Highland Games Camporee
Friday, May 4 -
Our first camping trip this month brought us to Camp Richard on the island of Nantucket, our first time to the camp or the island and our first trip with a ferry ride, bringing us to our twenty-sixth Scout camp since 2006. The Highland Games Camporee was an event of the Cape Cod & Islands Council, put together by Jason Zinser and a team of several other Scouters, some of whom live on Nantucket.
The 2-1/4 hour ferry ride and the subsequent van ride to the camp got us to our site at close to 11:00 PM, so we finished setting up our simplified camp at about midnight. This camp is increadibly flat, with grassy areas that made tent camping more comfortable than the usual rocks and roots. We shared Site 3 with another troop. We had seven Boy Scouts and three leaders in our contingent on this trip.
Each parol was a “clan” at this event, so everyone wore a kilt for the weekend. Paul MacNeal had sewn a set for our contingent, along with a nice flag to display our clan's coat of arms.
Most of Saturday was devoted to the Highland Games: Caber Toss, Clachneart (stone put), Braemer Stone (stone put), Sheaf Toss, Battle Axe Throw (tomahawk throw), Farmers Walk, Recurve Bow, Fire Starting / Cooking, Flodh Gearradh (bucksaw), Cairn Construction, Tug of War, and Wellie Toss. All of the games showed the extensive effort the organizers had put into designing and constructing this event. Our leaders helped run the Sheaf Toss. See some videos taken by Keith MacNeal.
For dinner on Saturday, the OA lodge put on a great dinner buffet, featuring a pig roast. They had grilled sides, salad, and cornbread. Each clan made a Dutch oven dessert; ours was a chocolately creation that we ended up eating with breakfast on Sunday.

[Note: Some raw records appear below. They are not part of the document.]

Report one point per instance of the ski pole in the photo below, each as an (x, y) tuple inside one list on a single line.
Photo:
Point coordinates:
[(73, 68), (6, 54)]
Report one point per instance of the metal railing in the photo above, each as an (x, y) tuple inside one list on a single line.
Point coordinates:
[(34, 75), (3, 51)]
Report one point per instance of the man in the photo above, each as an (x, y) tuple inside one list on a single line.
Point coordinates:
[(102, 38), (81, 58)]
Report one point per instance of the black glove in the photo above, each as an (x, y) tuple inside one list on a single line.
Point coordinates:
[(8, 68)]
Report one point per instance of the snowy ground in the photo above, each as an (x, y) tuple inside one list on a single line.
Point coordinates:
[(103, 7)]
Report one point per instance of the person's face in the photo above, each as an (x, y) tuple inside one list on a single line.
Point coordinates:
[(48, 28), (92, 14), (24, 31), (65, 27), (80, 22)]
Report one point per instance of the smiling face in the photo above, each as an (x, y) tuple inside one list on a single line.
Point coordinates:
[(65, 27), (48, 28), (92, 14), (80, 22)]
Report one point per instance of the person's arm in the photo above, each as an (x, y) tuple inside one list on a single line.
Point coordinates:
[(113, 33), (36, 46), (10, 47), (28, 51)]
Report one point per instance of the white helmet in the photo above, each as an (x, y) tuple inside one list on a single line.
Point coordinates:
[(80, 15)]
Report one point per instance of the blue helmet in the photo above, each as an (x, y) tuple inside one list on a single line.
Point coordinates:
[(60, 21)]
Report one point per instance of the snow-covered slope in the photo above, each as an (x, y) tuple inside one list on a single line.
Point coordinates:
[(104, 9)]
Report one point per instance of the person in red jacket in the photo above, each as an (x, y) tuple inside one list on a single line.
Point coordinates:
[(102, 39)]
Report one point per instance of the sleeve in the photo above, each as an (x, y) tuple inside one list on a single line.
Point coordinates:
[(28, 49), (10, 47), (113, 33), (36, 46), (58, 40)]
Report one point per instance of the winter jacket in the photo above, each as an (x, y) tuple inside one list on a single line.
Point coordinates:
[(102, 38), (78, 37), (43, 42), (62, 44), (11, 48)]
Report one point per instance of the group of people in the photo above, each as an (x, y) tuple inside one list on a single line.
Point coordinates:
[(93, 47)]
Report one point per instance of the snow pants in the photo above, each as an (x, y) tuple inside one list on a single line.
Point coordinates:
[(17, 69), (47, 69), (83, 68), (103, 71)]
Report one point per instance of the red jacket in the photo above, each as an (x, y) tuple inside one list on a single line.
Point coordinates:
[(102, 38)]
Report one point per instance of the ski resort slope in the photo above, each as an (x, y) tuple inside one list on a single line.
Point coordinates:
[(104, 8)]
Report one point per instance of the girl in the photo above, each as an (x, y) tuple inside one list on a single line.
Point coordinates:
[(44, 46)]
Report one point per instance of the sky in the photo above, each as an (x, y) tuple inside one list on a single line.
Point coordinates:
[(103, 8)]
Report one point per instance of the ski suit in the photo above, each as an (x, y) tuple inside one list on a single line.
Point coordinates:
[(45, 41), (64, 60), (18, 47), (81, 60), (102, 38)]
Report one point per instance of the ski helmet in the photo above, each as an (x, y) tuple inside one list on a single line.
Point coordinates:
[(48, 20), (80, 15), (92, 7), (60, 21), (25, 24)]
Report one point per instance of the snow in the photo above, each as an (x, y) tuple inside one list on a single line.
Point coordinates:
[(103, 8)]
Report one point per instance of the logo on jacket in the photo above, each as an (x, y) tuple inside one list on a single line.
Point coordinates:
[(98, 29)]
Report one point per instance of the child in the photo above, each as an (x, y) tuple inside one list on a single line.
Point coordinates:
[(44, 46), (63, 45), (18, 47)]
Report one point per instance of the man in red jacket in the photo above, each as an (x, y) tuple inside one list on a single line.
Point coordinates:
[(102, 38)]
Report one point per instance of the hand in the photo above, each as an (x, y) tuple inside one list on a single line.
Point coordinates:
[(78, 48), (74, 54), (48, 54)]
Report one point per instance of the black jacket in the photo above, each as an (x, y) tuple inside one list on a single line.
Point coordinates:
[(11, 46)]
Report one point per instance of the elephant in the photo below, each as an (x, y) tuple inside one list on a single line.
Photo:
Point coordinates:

At the campfire, first place awards were presented for each of the games - giant trophies, most of which were won by one troop. Troop 54 didn't win anything this time, but we had fun.
The event had about 250 Scouts and 60 leaders participating. At the conclusion of the camporee, we were led by bagpipes on a 2 mile hike from the camp to the ferry. See our actual trail.
All of the logistics were impressive. Propane cylinders were provided to each of the troops. The organizers provided trucks to bring the gear back to the ferry, one of which took the ferry and then unloaded at Camp Greenough on Cape Cod. After we loaded up our vehicles at the Steamshop Authority parking lots, stopping at Camp Greenough to get the gear was a short drive on the way home.
This was the troop's 113th consecutive month with at least one overnight camping trip.